Gesundheitsdaten von 73 MillionenBerliner Sozialgericht verhandelt am Mittwoch

Seit Oktober werden die Gesundheitsdaten aller gesetzlich Versicherten in Deutschland zentral gespeichert. Im Mai 2022 wurden dagegen Klagen eingereicht. Kritisiert wird vor allem ein hohes Datenschutzrisiko sowie ein mangelndes Widerrufsrecht für Betroffene. Morgen geht der Fall vor dem Berliner Sozialgericht in die nächste Runde.

datensaetze, visualisiert von einer KI
Wie sich eine KI die Vernetzung von medizinischen Daten vorstellt (Diffusion Bee)

Wer hatte bereits zwei Bandscheibenvorfälle, wer nimmt Medikamente gegen Bluthochdruck, wer leidet seit Jahren unter Depressionen? Derartig sensible und schützenswerte Informationen enthalten die Gesundheitsdaten der 73 Millionen gesetzlich Versicherter in Deutschland. Das Missbrauchspotential dieser Daten liegt auf der Hand – ein Gefühl dafür hat vielleicht, wer schon mal versucht hat, eine Berufsunfähigkeitsversicherung abzuschließen. Sollte man so sensible Daten nur pseudonymisiert und an zentraler Stelle speichern?

Morgen verhandelt das Berliner Sozialgericht über diese Frage. Hintergrund ist das Digitale-Versorgung-Gesetz aus dem Jahr 2019. Es schreibt seit vergangenem Oktober das Sammeln sowie die zentrale Speicherung von Gesundheitsdaten in einem Forschungsdatenzentrum vor. Darunter fallen etwa ärztliche Diagnosen, aber auch Daten zu Krankenhausaufenthalten und Medikation. Seit kurzer Zeit werden die Daten bereits für Forschungsprojekte genutzt.

Das Gesetz wurde von Anfang an von Diskussionen begleitet, etwa über unzureichende Datenschutzstandards und das fehlende Widerspruchsrecht für die Betroffenen.

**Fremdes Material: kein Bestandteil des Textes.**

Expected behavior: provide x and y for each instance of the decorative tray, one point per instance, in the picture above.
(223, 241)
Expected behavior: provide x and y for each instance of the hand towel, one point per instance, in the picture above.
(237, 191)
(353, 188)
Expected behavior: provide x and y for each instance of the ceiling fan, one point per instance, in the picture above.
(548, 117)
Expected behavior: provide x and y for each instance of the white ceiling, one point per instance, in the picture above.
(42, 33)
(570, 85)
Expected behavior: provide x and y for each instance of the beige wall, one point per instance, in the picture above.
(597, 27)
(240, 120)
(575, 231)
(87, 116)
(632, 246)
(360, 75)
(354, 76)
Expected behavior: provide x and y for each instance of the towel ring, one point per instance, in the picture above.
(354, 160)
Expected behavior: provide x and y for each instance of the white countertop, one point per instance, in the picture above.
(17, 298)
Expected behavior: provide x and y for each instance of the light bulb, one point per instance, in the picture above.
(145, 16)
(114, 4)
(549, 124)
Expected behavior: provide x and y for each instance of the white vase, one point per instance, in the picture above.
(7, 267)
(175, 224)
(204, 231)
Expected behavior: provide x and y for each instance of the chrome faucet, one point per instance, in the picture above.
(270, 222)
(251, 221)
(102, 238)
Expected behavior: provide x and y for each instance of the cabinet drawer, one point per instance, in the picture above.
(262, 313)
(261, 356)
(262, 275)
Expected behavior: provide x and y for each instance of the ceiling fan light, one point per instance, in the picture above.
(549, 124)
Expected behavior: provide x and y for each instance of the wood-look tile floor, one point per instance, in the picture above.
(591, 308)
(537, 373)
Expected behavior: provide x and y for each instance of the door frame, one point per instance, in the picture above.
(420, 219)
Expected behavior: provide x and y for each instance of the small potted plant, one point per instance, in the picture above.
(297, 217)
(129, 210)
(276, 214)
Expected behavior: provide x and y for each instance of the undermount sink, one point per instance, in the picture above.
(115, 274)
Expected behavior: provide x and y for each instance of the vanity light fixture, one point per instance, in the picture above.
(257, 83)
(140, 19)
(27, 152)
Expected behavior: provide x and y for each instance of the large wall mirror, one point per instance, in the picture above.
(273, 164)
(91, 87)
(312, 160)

Dagegen hatte im vergangenen Mai die Gesellschaft für Freiheitsrechte (GFF) Klagen bei Sozialgerichten in Frankfurt am Main und Berlin eingereicht.

Darum geht es

Die Klagenden monieren ausdrücklich nicht die Forschung mit Gesundheitsdaten per se, sondern die konkrete Umsetzung. Bevor die Daten für Forschende in einem entsprechenden Forschungsdatenzentrum gespeichert werden, liefern die gesetzlichen Kassen diese pseudonymisiert an eine zentrale Stelle beim Spitzenverbund der Krankenkassen. Dieser Zwischenschritt, eine zentrale „Datenhalde“, schaffe ein enormes Sicherheitsrisiko. Zudem schütze die Pseudonymisierung allein nicht vor einer Identifikation anhand des Datensatzes, etwa in Kombination mit anderen Datensätzen. Das hatte ein Gutachten des Kryptografie-Professors Dominique Schröder ergeben. Daneben kritisieren die Klagenden besonders ein mangelndes Widerspruchsrecht für die Betroffenen – also alle gesetzlich Versicherten – sowie unzureichende Datenschutzstandards.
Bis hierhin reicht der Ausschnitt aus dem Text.